Vitamin D deficiency predicts the no-reflow phenomenon in STEMI patients undergoing primary percutaneous coronary intervention

Abstract

Abstract Background Vitamin D displays a broad spectrum of cardioprotective effects, preventing oxidative stress, inflammation and thrombosis and improving endothelial function. Previous studies have associated vitamin D deficiency with more extended and severe coronary artery disease (CAD) and worse outcome, and especially among patients with ST-segment elevation myocardial infarction (STEMI). Few data have been reported on the association of vitamin D levels with the features of infarct-related lesions and PCI outcomes. Aim We aimed at assessing the relationship between vitamin D and angiographic findings and the procedural results of primary percutaneous coronary intervention (pPCI) in STEMI. Methods A consecutive cohort of patients admitted for STEMI treated with pPCI were included.
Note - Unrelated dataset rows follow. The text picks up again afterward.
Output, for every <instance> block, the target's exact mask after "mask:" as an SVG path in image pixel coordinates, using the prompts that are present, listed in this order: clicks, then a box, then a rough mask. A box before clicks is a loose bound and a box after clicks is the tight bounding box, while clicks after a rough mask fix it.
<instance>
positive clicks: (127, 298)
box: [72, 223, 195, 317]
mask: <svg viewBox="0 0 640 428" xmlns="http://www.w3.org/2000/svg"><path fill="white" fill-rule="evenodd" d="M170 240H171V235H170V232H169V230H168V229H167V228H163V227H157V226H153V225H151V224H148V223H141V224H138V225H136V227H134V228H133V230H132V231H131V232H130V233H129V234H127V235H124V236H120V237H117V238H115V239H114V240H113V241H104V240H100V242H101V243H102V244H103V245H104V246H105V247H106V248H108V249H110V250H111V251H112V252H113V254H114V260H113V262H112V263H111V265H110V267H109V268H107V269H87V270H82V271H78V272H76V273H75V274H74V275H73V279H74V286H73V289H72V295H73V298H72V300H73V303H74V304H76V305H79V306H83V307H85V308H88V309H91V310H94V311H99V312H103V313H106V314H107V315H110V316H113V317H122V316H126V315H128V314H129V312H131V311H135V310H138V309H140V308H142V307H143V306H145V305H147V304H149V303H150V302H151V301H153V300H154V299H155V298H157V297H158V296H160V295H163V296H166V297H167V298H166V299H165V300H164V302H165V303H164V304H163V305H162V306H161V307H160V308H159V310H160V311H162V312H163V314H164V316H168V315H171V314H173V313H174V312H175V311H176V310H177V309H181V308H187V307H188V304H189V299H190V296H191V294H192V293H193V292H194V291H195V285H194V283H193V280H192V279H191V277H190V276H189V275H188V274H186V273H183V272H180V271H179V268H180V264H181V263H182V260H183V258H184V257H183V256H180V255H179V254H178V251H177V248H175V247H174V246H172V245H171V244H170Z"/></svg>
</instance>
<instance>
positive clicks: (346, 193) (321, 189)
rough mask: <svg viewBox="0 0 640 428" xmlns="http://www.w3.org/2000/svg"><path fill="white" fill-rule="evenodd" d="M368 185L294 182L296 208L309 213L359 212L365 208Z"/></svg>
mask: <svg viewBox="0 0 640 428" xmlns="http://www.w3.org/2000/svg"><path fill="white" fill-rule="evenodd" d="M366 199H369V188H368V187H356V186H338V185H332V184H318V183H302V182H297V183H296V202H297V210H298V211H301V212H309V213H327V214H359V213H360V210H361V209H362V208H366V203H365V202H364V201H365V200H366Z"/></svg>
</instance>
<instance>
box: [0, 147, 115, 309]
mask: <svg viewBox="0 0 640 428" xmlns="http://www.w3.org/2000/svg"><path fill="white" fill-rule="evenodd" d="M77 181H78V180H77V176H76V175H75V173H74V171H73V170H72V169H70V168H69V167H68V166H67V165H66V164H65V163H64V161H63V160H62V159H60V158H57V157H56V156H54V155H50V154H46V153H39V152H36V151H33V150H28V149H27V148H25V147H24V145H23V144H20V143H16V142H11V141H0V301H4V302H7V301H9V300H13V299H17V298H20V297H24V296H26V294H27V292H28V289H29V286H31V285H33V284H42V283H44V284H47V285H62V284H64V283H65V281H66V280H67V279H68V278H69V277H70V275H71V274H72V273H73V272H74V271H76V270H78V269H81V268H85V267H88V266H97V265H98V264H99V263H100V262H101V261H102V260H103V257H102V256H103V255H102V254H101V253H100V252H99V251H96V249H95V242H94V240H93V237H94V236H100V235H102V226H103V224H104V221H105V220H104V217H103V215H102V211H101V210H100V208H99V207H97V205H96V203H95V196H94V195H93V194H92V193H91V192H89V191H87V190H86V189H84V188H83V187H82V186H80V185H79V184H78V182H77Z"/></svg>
The levels of 25(OH)D were assessed at admission by chemiluminescence immunoassay kit LIAISON® Vitamin D assay. Hypovitaminosis D was defined for 25(OH)D <10 ng/ml. Results We included in our study 450 patients, divided according to tertiles values of 25(OH)D. Lower vitamin D was associated to higher use of diuretics (p=0.02), higher levels of white blood cells and glycemia (p<0.001), lower prevalence of lesions on bifurcations (p=0.03) and smaller diameter of the target coronary vessel (p=0.03). Procedural characteristics and pre-procedural TIMI flow were not different according to vitamin D levels, but for a higher rate of slow-flow/no-reflow phenomenon (12.8% vs 8.1% vs 5.3%, p=0.03, adjusted OR [95% CI]=2.6 [1.05–6.6], p=0.04 for I vs III tertile), requiring higher use of adenosine (p=0.006) and glycoprotein IIbIIIa inhibitors (p=0.01). Conclusion The present study shows that among patients with STEMI undergoing pPCI, lower levels of vitamin D indepently predict the occurrence of slowflow/no-reflow phenomenon. Future dedicated studies will shed light on the prognostic implications of hypovitaminosis D in these patients and the potential therapeutic perspectives. Funding Acknowledgement Type of funding sources: None.